Wednesday, July 8, 2009

Appearances in Manhattan

In the city today for appointments, I stopped for lunch at Chipotle on Sixth Ave and 14th Street. I sat at the counter in the window, an odd place where your knees are basically at a level with the heads of passersby outside. There were two women beside me talking. The younger one said, "I do what they tell me. If they tell me to drive, I drive, if they tell me to kill, I kill. They treat me like I'm their dog."

Her companion said, "Do you think the law doesn't apply to you?" And on they went, talking about murder.

I couldn't help but look. They were reading from a script. Sigh of relief.

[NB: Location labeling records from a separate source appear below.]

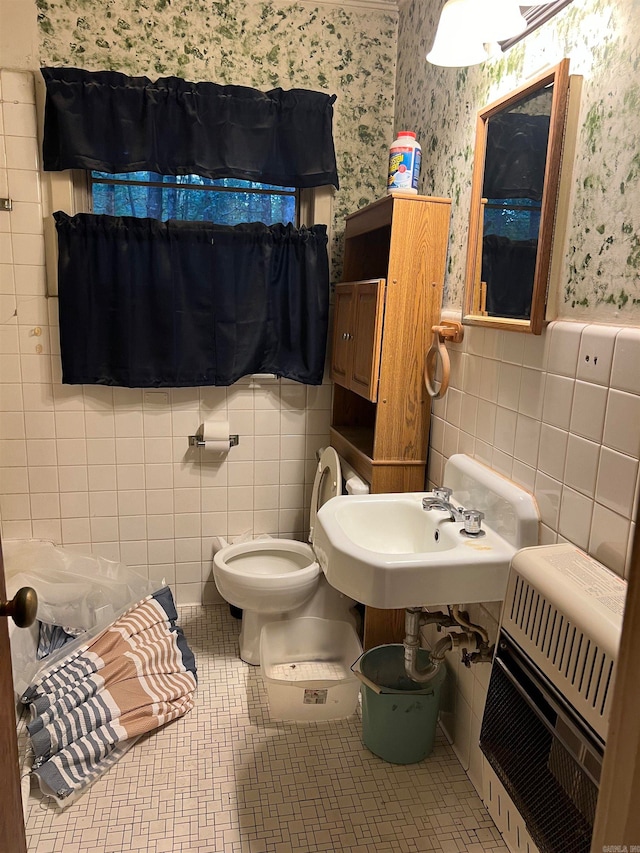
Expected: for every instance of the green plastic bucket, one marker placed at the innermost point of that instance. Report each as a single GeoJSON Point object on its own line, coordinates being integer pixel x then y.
{"type": "Point", "coordinates": [399, 722]}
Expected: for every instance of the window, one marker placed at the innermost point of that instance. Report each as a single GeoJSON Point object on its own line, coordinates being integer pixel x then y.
{"type": "Point", "coordinates": [227, 201]}
{"type": "Point", "coordinates": [71, 191]}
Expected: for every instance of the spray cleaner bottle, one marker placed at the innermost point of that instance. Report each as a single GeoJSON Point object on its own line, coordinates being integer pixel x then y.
{"type": "Point", "coordinates": [405, 155]}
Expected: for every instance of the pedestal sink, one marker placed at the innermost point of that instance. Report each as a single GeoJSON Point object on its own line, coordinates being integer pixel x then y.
{"type": "Point", "coordinates": [387, 551]}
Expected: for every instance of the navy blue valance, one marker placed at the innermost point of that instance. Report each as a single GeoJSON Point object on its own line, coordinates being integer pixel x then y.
{"type": "Point", "coordinates": [110, 122]}
{"type": "Point", "coordinates": [516, 156]}
{"type": "Point", "coordinates": [144, 303]}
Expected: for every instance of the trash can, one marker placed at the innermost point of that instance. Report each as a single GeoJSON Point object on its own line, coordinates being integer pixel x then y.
{"type": "Point", "coordinates": [399, 715]}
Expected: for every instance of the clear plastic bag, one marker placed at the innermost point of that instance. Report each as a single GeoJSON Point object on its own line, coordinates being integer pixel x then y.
{"type": "Point", "coordinates": [82, 592]}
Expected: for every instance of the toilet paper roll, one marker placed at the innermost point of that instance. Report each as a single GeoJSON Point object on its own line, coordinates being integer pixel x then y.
{"type": "Point", "coordinates": [215, 435]}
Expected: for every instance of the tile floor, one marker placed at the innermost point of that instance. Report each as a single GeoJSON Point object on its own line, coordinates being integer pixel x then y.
{"type": "Point", "coordinates": [226, 779]}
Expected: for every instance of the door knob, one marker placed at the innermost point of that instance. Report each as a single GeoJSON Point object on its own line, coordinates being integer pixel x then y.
{"type": "Point", "coordinates": [22, 607]}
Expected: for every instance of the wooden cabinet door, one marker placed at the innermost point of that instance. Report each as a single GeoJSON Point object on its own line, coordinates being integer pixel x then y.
{"type": "Point", "coordinates": [342, 333]}
{"type": "Point", "coordinates": [365, 354]}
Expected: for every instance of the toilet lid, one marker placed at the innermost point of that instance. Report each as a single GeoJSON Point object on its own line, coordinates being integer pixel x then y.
{"type": "Point", "coordinates": [327, 483]}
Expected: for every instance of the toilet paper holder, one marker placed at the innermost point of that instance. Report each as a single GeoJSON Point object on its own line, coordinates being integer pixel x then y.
{"type": "Point", "coordinates": [197, 440]}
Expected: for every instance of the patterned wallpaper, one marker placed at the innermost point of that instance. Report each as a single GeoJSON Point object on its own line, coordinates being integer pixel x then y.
{"type": "Point", "coordinates": [601, 270]}
{"type": "Point", "coordinates": [347, 52]}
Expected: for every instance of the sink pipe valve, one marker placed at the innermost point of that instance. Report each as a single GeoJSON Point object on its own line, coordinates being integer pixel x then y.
{"type": "Point", "coordinates": [473, 642]}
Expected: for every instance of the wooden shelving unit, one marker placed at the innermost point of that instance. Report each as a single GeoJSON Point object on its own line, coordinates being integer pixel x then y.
{"type": "Point", "coordinates": [394, 266]}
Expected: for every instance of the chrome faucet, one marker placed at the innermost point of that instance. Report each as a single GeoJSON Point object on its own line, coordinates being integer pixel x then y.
{"type": "Point", "coordinates": [441, 501]}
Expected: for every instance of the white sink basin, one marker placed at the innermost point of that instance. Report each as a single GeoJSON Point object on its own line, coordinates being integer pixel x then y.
{"type": "Point", "coordinates": [387, 551]}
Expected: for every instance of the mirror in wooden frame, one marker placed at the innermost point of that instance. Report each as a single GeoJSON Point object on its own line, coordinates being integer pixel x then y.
{"type": "Point", "coordinates": [516, 175]}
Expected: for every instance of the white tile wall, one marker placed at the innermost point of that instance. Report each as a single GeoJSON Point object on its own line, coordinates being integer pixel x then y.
{"type": "Point", "coordinates": [570, 435]}
{"type": "Point", "coordinates": [109, 469]}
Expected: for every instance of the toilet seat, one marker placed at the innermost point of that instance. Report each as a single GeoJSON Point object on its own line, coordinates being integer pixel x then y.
{"type": "Point", "coordinates": [273, 579]}
{"type": "Point", "coordinates": [327, 484]}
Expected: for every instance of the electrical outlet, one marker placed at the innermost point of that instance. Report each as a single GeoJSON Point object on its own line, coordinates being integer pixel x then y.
{"type": "Point", "coordinates": [596, 354]}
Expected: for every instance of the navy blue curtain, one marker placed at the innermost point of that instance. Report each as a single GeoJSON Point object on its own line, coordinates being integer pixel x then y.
{"type": "Point", "coordinates": [145, 303]}
{"type": "Point", "coordinates": [110, 122]}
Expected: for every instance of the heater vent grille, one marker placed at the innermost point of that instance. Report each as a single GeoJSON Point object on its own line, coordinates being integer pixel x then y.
{"type": "Point", "coordinates": [572, 661]}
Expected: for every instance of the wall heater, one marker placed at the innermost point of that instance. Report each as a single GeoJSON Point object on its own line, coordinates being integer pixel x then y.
{"type": "Point", "coordinates": [545, 720]}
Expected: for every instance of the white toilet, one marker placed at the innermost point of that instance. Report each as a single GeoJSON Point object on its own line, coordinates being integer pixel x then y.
{"type": "Point", "coordinates": [276, 579]}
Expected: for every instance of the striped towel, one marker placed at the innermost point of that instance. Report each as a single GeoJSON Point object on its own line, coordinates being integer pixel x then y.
{"type": "Point", "coordinates": [90, 707]}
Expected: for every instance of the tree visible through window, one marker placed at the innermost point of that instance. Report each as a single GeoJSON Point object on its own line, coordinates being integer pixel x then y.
{"type": "Point", "coordinates": [226, 201]}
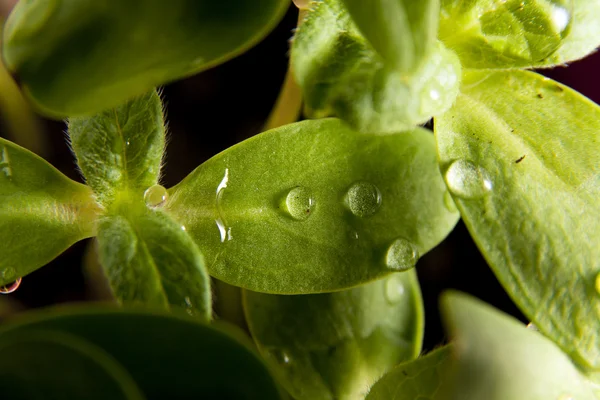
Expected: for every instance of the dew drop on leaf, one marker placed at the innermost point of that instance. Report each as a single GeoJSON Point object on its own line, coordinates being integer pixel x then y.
{"type": "Point", "coordinates": [402, 255]}
{"type": "Point", "coordinates": [363, 199]}
{"type": "Point", "coordinates": [394, 289]}
{"type": "Point", "coordinates": [155, 196]}
{"type": "Point", "coordinates": [299, 203]}
{"type": "Point", "coordinates": [11, 287]}
{"type": "Point", "coordinates": [466, 180]}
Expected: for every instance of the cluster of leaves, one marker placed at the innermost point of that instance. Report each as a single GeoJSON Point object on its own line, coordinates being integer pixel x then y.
{"type": "Point", "coordinates": [320, 221]}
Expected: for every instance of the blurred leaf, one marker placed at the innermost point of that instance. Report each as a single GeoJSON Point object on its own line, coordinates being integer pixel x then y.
{"type": "Point", "coordinates": [497, 358]}
{"type": "Point", "coordinates": [341, 75]}
{"type": "Point", "coordinates": [314, 206]}
{"type": "Point", "coordinates": [418, 379]}
{"type": "Point", "coordinates": [85, 371]}
{"type": "Point", "coordinates": [169, 357]}
{"type": "Point", "coordinates": [520, 156]}
{"type": "Point", "coordinates": [81, 57]}
{"type": "Point", "coordinates": [149, 259]}
{"type": "Point", "coordinates": [121, 149]}
{"type": "Point", "coordinates": [505, 33]}
{"type": "Point", "coordinates": [335, 345]}
{"type": "Point", "coordinates": [401, 31]}
{"type": "Point", "coordinates": [42, 212]}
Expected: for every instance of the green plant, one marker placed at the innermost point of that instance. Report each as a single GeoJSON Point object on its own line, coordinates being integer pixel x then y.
{"type": "Point", "coordinates": [321, 221]}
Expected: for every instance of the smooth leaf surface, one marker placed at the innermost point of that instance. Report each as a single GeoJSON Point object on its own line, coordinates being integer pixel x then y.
{"type": "Point", "coordinates": [418, 379]}
{"type": "Point", "coordinates": [82, 57]}
{"type": "Point", "coordinates": [121, 148]}
{"type": "Point", "coordinates": [336, 345]}
{"type": "Point", "coordinates": [341, 75]}
{"type": "Point", "coordinates": [42, 212]}
{"type": "Point", "coordinates": [315, 206]}
{"type": "Point", "coordinates": [149, 259]}
{"type": "Point", "coordinates": [495, 357]}
{"type": "Point", "coordinates": [506, 34]}
{"type": "Point", "coordinates": [520, 155]}
{"type": "Point", "coordinates": [169, 357]}
{"type": "Point", "coordinates": [401, 31]}
{"type": "Point", "coordinates": [56, 365]}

For some reason this made me think of the subway car I'd been in on the S earlier. The exterior was completely wrapped in plastic, made to resemble a brick building, maybe an abandoned warehouse bristling with the possibility of dangerous activity. (When did this mode of advertising start? Suddenly buses, cars, vans wrapped up in photo-printed plastic...) What startled me was that the INSIDE of the subway car was wrapped too. The benches had become wooden-slatted seats, the walls were old brick, the windows barred. We rode to Grand Central in a speeding movie set.

3 comments:

toddx said...

I hope you'll find your way to San Francisco in the near future.

Bill Matthews said...

I keep meaning to tell you to make your way down to 10th ave just below the Javits Center. They're extending the 7 line under 10th ave, which 100 years ago was part of the river and only became dry land when all the fill from the building frenzy to the east was dumped there. In digging the subway tunnel they figured out that this "fill" is too unstable to tunnel thru so now there's a huge project going on to freeze the ground, make it stiff enough to tunnel thru and then support with the new subway tunnel. There are huge compresseors and miles of tentacly black pipes snaking eveywhere, lumps of ice every place there is a seam or a bend in the pipes. It's a huge metaphor for something, but I can't quite figure out what....go see it if you can. There's lots of fencing and DANGER signs...chat up one of the workmen, that's what we did, and you'll get an earful about the project.

Matthew Thorburn said...

They've been doing that to the shuttle trains for a while, actually, but stepping into a newly wrapped one for the first time some morning, on the way to work, it's still always a bit disorienting to me.